Nas percepções singulares, as ameaças têm causado mudanças no “emocional” e no “psicológico”, como diz Gordinha em sua entrevista: “Mexeu muito com a minha tranquilidade, meu emocional. Fiquei muito apreensiva quando toda essa situação começou. Pensei comigo mesma “meu Deus, onde eu vou morar?” (Entrevista de Gordinha). Nas falas das moradoras aparecem também referências a sentimentos e emoções de insegurança, preocupação, angústia, constrangimento, que apontam para como elas são, individualmente, afetadas. Outra moradora relata que as alterações "Afetou muito, a gente vai trabalhar e fica pensando na Vila, o psicológico da gente fica ruim. Quando passa caminhão ou um trator desde o dia da demolição, todos os moradores já ficam angustiados e correm para ver o que é" (Entrevista de Cida).

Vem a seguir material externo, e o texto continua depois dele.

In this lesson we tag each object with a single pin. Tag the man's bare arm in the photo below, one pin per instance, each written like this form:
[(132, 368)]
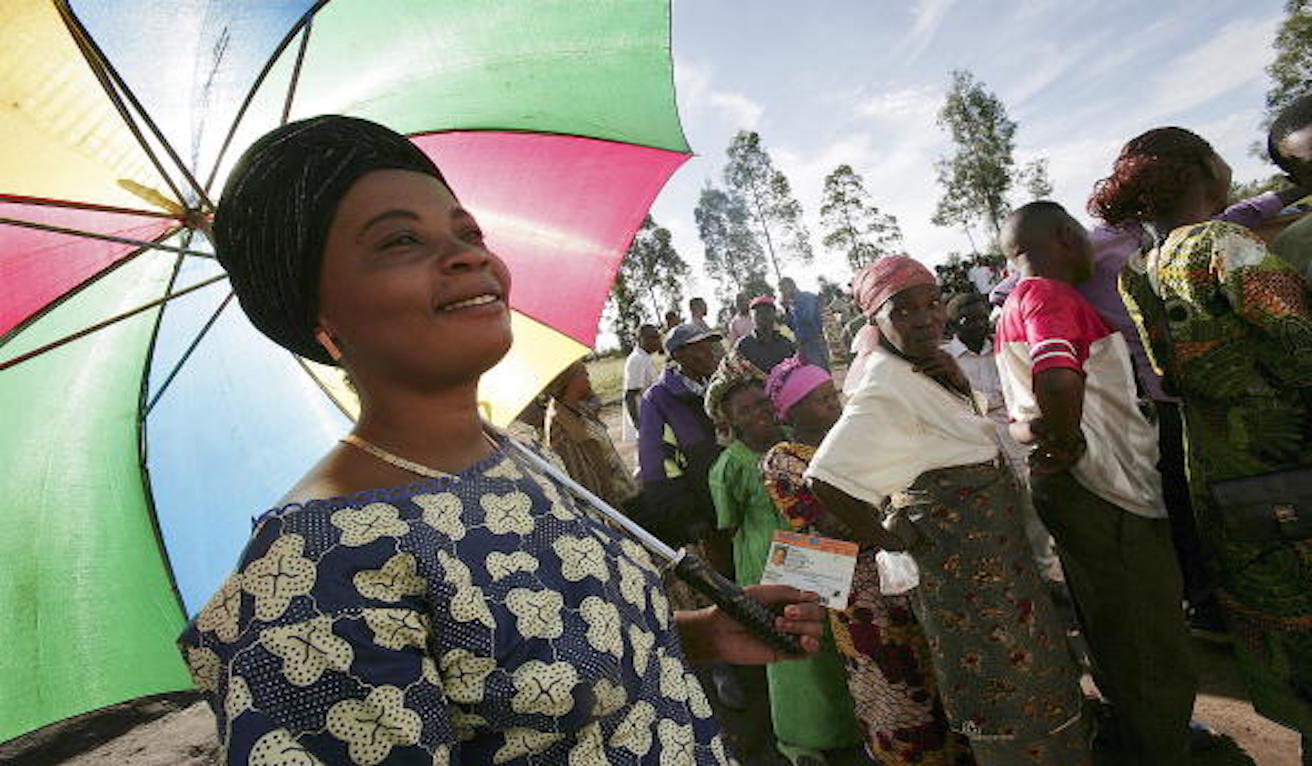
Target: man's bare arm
[(857, 514)]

Relacionada às percepções particulares, observa-se também que a situação de desapropriação altera a dinâmica de toda a comunidade. Nesse caso, as percepções coletivas trazem elementos que se relaciona ao contexto comunitário, quando as angústias, as preocupações, os medos e as inseguranças particulares também se relacionam com a destruição da casa da/o vizinha/o, com a quebra dos vínculos, com desorganização e insegurança dos espaços da comunidade, etc. Nesse caso, percebe-se que o vínculo comunitário “Mudou um pouco porque a gente fica encabulada de chegar bem ali, perto das pessoas que a gente conhecia e agora não fala. Tem medo de dar um 'bom dia'. E isso é chato" (Entrevista de Zézé). Outra moradora afirma que "Antes eu falava com todo mundo, agora só com a metade. As amizades não são mais a mesma coisa que antes" (Entrevista de Aline).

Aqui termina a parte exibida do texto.